The book also offers tips for large national players, MNCs and government policymakers. It is important to engage deeper with emerging markets such as the giant economies of China and India; e-commerce in China surpasses that of most other countries, and India is emerging as a major hub in domains ranging from startups to space exploration (the Mangalyan Mars mission is widely regarded as the ‘embodiment of frugal innovation’).

“Technology is shifting the balance of power from large, established incumbents to small businesses, startups and entrepreneurs,” the authors explain. To avoid becoming ‘corporate casualties,’ large firms can learn a lot by forming alliances with startups (see my earlier framework of 15 innovation tips: how large corporations can successfully engage with startups.)

Launching maker spaces and accelerators to engage with local designers and manufacturers is a good approach, eg. GE Garages (now in Lagos as well), Axel Springer Plug & Play Accelerator, and Allianz Digital Accelerator. Astra Zeneca, Unilever and P&G are embracing open innovation platforms.

Reinvention, differentiation and growth will be key success factors for competitive advantage for corporates as well as startups who have passed scale stage. GE now develops more than 25 per cent of its healthcare products in India. LG’s product innovation centre in Bangalore is its largest outside Korea.
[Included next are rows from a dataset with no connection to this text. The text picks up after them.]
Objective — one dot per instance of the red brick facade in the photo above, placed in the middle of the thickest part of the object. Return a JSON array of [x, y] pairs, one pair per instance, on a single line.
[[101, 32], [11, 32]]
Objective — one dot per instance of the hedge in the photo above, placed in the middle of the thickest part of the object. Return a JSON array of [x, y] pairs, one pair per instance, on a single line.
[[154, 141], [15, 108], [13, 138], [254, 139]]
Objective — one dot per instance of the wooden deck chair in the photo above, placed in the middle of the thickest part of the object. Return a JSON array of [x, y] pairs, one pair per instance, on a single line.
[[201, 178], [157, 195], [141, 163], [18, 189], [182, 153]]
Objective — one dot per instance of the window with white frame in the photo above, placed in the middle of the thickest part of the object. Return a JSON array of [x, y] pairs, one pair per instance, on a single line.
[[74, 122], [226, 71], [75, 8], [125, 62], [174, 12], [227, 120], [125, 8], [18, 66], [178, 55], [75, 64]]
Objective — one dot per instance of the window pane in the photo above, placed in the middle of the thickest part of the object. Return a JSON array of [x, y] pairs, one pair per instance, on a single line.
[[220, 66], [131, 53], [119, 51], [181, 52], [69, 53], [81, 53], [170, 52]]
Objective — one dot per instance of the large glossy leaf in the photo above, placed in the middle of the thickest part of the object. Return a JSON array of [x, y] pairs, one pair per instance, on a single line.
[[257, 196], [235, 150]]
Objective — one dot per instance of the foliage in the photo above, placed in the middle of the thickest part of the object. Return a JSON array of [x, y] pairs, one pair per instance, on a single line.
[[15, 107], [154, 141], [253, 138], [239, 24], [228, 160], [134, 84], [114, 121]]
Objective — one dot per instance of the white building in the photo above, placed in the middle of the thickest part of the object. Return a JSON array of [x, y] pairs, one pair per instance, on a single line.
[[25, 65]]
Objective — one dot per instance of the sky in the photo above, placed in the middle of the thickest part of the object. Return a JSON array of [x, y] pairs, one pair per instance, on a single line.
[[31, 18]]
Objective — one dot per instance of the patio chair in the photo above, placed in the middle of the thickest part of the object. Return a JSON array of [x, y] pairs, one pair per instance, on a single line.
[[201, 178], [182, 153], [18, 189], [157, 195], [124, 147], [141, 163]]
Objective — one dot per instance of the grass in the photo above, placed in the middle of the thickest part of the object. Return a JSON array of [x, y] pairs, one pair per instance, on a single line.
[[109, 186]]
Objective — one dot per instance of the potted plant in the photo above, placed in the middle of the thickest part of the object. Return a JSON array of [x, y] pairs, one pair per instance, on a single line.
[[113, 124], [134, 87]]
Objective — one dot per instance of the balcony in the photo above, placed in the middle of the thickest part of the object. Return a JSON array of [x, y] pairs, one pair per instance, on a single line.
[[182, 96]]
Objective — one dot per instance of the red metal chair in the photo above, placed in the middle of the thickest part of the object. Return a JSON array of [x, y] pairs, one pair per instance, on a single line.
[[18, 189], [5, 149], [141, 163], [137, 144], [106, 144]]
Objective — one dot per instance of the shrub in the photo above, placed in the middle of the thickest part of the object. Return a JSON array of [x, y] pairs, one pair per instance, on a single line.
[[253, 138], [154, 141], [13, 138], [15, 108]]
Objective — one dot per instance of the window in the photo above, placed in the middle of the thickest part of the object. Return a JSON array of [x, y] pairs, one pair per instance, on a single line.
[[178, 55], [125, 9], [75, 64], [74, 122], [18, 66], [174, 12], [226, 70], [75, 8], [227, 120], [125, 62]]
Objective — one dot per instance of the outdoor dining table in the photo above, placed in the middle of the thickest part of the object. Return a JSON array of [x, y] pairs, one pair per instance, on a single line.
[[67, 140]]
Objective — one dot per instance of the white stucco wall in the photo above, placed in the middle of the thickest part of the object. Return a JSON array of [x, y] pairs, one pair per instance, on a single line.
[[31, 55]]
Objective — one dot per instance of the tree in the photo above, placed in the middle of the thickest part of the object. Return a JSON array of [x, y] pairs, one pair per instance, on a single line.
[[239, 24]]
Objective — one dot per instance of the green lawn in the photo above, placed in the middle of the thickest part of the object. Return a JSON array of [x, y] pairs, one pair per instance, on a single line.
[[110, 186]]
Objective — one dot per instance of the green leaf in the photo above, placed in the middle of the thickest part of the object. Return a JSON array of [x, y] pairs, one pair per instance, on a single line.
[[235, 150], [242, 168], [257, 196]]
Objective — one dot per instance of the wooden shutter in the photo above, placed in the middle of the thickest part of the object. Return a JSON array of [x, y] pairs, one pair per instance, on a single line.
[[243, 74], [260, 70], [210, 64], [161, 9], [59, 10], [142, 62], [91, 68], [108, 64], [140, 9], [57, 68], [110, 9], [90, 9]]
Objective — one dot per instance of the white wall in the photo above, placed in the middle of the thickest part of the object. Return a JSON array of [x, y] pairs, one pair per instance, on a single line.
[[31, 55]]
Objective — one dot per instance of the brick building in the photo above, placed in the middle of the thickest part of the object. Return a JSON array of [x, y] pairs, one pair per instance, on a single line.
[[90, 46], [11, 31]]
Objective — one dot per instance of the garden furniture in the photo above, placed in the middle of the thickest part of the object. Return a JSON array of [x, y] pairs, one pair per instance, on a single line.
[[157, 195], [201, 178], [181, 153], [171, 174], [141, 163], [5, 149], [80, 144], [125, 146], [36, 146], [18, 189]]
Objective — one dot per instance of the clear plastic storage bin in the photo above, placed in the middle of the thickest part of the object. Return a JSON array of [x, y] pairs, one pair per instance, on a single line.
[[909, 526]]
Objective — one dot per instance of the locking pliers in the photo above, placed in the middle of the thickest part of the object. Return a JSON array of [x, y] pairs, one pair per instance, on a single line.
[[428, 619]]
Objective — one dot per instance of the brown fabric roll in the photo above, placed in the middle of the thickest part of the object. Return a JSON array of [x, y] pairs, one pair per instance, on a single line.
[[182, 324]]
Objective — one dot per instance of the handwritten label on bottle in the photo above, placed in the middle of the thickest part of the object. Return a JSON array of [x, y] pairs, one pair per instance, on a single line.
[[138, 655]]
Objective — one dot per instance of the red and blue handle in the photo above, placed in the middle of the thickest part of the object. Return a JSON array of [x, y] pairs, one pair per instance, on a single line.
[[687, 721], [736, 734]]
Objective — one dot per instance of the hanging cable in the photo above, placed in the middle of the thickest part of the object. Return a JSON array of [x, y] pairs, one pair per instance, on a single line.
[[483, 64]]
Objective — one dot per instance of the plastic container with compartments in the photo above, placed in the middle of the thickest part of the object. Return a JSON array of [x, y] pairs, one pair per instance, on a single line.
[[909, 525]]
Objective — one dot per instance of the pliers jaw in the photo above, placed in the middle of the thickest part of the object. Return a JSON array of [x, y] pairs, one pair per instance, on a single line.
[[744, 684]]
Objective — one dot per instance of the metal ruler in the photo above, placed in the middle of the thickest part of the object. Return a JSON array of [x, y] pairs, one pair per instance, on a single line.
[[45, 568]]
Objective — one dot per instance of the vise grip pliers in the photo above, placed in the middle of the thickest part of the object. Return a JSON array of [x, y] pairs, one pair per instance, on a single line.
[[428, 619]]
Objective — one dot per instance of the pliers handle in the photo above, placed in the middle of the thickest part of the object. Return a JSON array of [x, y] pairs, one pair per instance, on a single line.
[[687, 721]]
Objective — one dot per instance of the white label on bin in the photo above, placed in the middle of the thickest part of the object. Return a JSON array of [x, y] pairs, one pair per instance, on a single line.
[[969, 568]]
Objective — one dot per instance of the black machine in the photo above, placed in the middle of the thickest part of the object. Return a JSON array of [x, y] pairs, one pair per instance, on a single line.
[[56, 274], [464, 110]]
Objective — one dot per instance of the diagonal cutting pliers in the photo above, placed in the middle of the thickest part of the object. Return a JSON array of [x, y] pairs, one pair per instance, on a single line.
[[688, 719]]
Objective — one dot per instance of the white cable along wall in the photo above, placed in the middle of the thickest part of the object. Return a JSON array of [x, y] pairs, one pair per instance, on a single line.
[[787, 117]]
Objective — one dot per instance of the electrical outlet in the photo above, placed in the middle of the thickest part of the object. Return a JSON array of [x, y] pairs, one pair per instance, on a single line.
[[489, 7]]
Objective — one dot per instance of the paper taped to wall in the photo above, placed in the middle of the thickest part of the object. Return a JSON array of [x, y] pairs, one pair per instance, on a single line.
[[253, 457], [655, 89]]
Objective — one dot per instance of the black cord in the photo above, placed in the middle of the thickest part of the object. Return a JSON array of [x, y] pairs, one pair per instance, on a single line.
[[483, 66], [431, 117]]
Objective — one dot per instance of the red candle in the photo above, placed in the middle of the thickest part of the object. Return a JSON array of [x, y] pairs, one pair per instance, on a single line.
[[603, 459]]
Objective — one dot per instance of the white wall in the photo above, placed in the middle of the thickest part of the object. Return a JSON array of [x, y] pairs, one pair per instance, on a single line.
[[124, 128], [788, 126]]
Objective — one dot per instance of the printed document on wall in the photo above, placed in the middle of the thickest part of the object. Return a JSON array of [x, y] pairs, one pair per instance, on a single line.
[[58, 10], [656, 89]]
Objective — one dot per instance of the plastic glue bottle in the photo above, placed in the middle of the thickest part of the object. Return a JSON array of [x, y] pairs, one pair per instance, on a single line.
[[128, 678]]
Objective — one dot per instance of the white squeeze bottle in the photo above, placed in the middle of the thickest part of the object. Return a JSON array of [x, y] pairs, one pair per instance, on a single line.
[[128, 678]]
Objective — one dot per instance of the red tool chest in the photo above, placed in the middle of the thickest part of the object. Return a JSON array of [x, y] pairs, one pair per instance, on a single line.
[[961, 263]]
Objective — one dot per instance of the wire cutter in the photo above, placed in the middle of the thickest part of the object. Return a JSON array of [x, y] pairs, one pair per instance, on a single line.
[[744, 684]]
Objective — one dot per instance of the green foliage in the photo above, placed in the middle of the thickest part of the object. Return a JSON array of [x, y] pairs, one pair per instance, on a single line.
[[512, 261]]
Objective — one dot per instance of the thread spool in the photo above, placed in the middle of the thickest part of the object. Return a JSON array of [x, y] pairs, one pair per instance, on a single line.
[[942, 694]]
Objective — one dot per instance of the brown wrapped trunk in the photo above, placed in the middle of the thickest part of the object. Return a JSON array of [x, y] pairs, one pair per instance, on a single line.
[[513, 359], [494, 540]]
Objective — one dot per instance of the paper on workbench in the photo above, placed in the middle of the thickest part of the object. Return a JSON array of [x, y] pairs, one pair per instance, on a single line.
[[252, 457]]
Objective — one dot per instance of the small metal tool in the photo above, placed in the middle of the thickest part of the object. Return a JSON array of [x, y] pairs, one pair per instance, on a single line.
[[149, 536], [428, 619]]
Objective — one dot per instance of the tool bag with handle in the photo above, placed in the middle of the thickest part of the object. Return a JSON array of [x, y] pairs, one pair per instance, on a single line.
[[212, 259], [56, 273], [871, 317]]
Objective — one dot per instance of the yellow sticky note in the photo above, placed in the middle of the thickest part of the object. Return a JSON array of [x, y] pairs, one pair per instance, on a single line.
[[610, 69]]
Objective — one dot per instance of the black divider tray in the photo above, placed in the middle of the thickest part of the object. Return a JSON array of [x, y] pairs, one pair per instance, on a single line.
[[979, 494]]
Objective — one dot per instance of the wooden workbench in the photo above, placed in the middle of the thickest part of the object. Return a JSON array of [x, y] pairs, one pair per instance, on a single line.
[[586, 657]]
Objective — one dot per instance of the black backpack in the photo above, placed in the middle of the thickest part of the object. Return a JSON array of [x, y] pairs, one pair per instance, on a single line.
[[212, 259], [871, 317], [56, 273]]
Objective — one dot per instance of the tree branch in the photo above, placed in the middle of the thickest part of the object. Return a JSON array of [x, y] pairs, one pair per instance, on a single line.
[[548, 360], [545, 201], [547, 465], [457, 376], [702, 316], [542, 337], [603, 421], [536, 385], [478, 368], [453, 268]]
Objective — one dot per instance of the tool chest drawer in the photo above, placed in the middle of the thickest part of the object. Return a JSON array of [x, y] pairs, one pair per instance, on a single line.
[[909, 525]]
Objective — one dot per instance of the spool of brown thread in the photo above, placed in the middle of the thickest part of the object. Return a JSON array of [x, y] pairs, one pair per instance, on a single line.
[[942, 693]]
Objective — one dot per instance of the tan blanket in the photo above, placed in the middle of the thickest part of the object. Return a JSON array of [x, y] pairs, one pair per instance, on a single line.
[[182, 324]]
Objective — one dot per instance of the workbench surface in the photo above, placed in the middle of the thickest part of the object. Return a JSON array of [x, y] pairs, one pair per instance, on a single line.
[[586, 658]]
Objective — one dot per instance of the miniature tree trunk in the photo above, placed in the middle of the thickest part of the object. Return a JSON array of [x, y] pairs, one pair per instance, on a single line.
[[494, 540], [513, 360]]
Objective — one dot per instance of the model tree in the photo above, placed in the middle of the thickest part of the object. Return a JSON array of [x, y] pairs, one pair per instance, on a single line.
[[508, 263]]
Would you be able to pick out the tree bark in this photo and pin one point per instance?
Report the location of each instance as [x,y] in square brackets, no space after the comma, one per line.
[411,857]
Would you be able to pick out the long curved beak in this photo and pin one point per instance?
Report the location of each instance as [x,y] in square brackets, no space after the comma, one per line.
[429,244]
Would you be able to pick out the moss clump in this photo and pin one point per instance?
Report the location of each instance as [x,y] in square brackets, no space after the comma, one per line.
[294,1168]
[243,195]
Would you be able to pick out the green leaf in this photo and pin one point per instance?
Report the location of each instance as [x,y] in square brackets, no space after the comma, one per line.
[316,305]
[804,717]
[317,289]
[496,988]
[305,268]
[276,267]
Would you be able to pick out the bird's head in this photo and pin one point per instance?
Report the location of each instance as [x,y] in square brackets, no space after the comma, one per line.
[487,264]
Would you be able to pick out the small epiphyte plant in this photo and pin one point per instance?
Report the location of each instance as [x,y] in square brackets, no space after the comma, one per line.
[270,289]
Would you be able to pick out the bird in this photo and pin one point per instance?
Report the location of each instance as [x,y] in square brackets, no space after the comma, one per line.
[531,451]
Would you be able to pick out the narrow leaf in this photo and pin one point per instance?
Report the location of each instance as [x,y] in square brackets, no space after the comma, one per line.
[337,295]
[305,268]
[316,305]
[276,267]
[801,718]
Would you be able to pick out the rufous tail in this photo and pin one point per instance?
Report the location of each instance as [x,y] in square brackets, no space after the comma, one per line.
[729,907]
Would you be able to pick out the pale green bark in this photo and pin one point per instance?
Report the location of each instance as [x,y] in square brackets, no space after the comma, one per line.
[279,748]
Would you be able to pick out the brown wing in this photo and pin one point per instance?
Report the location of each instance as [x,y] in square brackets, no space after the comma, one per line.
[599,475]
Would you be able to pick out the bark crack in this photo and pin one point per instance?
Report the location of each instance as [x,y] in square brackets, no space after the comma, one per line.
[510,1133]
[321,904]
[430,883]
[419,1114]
From year 1 to 1500, India and China accounted for two-thirds of global economic activity. By 1950, after three centuries of colonial rule, the economic centre of gravity shifted to Europe - but by 2025 the tilt will again be towards China, India and other emerging economies. From 1990 to 2025, three billion people would have joined the consuming class.

In the wake of these changes, companies have to learn how ride emerging technology and demographic waves without drowning in them. “Smart planning, a willingness to change, and an openness to new ways of conducting and managing business will all be vital attributes in harnessing the power of global flows,” the authors sum up.